OCTOBER 12, 2018 | BY A & S Property
UK rents up 1.7% in a year, says HomeLet

The average cost of renting a property in the UK rose by 1.7% in the 12 months to September, according to the latest figures from HomeLet.

Its index, which is based on new lets agreed by landlords and agents using its referencing service, shows that the average rent in the UK is now £943 per calendar month (pcm).

When London is excluded, growth, in percentage terms, was actually a slightly higher rate of 1.8% year-on-year, with the average rent in the UK, without the capital, now stood at £780pcm.

Unsurprisingly, average rents in London remain the most expensive in the UK, at an average of £1,632pcm, which is up 3% on last year.

However, the region with the largest year-on-year increase is Scotland, showing a 5.6% increase since September 2017.

Rents in September increased in 11 of the 12 regions monitored by HomeLet, with only the North East seeing a decrease.

Martin Totty, chief executive at HomeLet, said: “The data for September shows that rents UK wide are on average 1.7% higher than the same time last year, which continues the trend we have been seeing throughout most of 2018.

“Historically, we have seen a higher rate of rental price growth in London and the South East. However, over the last six months the rate of growth in these areas has slowed to reflect a similar rate to the rest of the country. Throughout the UK, the longer-term trend is one of fairly narrow, shallow growth over a longer period of time.

“Over the last year, the growth rate has remained below the average rate of inflation in the wider economy, and the growth in the housing market.

“The rental sector can be seen to be performing at a much steadier rate, with a lower level of volatility when compared with house prices.”

The initial results of HomeLet’s annual Landlord Survey corroborate this largely positive picture, with just over 90% of respondents intending to either keep or expand their property portfolio in the next year.

But the potential impacts of Brexit rate highly among their main concerns, along with the possibility of increased regulation through legislation and changes to house prices.
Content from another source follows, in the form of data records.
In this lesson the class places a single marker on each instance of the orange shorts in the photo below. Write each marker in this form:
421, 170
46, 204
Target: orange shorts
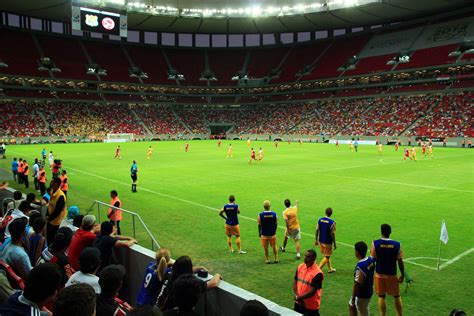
326, 249
387, 284
268, 240
232, 230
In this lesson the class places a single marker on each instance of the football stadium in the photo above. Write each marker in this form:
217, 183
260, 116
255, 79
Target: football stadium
231, 157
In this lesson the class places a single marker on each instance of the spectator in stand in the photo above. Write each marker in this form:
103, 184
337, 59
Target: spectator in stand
110, 281
186, 291
153, 278
307, 286
182, 265
57, 253
89, 260
254, 308
145, 310
75, 300
37, 242
56, 209
64, 182
72, 213
84, 237
14, 254
17, 199
41, 286
106, 241
15, 169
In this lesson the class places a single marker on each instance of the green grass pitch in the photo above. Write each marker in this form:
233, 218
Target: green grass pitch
179, 194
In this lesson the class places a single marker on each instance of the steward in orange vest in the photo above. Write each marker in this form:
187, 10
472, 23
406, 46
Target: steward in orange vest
114, 215
307, 286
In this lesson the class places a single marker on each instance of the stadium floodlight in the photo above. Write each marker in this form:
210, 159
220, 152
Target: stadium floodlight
252, 11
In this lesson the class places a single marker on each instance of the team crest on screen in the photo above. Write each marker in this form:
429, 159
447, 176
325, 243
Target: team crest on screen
92, 20
108, 24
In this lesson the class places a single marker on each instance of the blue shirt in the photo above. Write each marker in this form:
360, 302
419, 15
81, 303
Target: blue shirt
366, 267
268, 221
387, 252
18, 259
151, 286
134, 169
326, 226
231, 213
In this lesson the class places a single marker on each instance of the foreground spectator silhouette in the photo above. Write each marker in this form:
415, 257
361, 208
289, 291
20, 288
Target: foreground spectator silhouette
75, 300
40, 287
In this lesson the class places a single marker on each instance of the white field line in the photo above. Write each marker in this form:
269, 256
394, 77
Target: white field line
381, 163
253, 219
458, 257
400, 183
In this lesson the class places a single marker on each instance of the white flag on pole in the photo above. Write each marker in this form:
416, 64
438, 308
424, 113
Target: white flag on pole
444, 233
Totty added: “While more than 90% of landlords intend to either keep or expand their property portfolio in the next 12 months, they are not without their concerns. Our initial results show that the three main concerns that landlords have are the macro-economic impacts they face on their finances - further changes to legislation, the potential implications of Brexit and house price values.

“The results suggest that while landlords are not planning to leave the market at this stage, uncertainty over the wider economic picture - especially when Brexit is added into the mix - could easily change this.

“The current, steady growth within the private rental sector suits the needs of both tenants and landlords. However, should landlords change their stance and begin to exit the market, therefore reducing the supply of rental properties, there is a possibility that rental prices could rise, as at this stage there is no indication that the demand for rental properties is going down.”